She had stood in the hall within a few yards of Dorothy, and had intently watched her face all the time Richard was before the marquis. But not because she watched the field of their play was Amanda able to read the heart whence ascended those strangely alternating lights and shadows. She had, by her own confession, conceived a strong dislike to Dorothy the moment she saw her, and without love there can be no understanding. Hate will sharpen observation to the point of microscopic vision, affording opportunity for many a shrewd guess, and revealing facts for the construction of the cleverest and falsest theories, but will leave the observer as blind as any bat to the scope of the whole, or the meaning of the parts which can be understood only from the whole; for love alone can interpret.

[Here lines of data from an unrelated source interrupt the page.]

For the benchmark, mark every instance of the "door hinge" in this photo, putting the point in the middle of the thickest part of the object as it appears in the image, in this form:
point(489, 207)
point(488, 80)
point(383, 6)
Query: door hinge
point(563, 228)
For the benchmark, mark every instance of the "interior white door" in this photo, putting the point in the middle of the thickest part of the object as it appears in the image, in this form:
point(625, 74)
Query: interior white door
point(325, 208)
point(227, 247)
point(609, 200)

As she gazed on the signs of conflicting emotion in Dorothy’s changes of colour and expression, Amanda came quickly enough to the conclusion that nothing would account for them but the assumption that the sly puritanical minx was in love with the handsome young roundhead. How else could the deathly pallor of her countenance while she fixed her eyes wide and unmoving upon his face, and the flush that ever and anon swept its red shadow over the pallor as she cast them on the ground at some brave word from the lips of the canting psalm-singer, be in the least intelligible? Then came the difficulty: how in that case was her share in his capture to be explained? But here Amanda felt herself in her own province, and before the marquis rose, had constructed a very clever theory, in which exercise of ingenuity, however, unluckily for its truth, she had taken for granted that Dorothy’s nature corresponded to her own, and reasoned freely from the character of the one to the conduct of the other. This was her theory: Dorothy had expected Richard, and contrived his admission. His presence betrayed by the mastiff, and his departure challenged by the warder, she had flown instantly to the alarm-bell, to screen herself in any case, and to secure the chance, if he should be taken, of liberating him without suspicion under cover of the credit of his capture. The theory was a bold one, but then it accounted for all the points—amongst the rest, how he had got the password and why he would not tell—and was indeed in the fineness of its invention equally worthy of both the heart and the intellect of the theorist.
Nor were mistress Fuller’s resolves behind her conclusions in merit: of all times since first she had learned to mistrust her, this night must Dorothy be watched; and it was with a gush of exultation over her own acuteness that she saw her follow the men who bore Richard from the hall.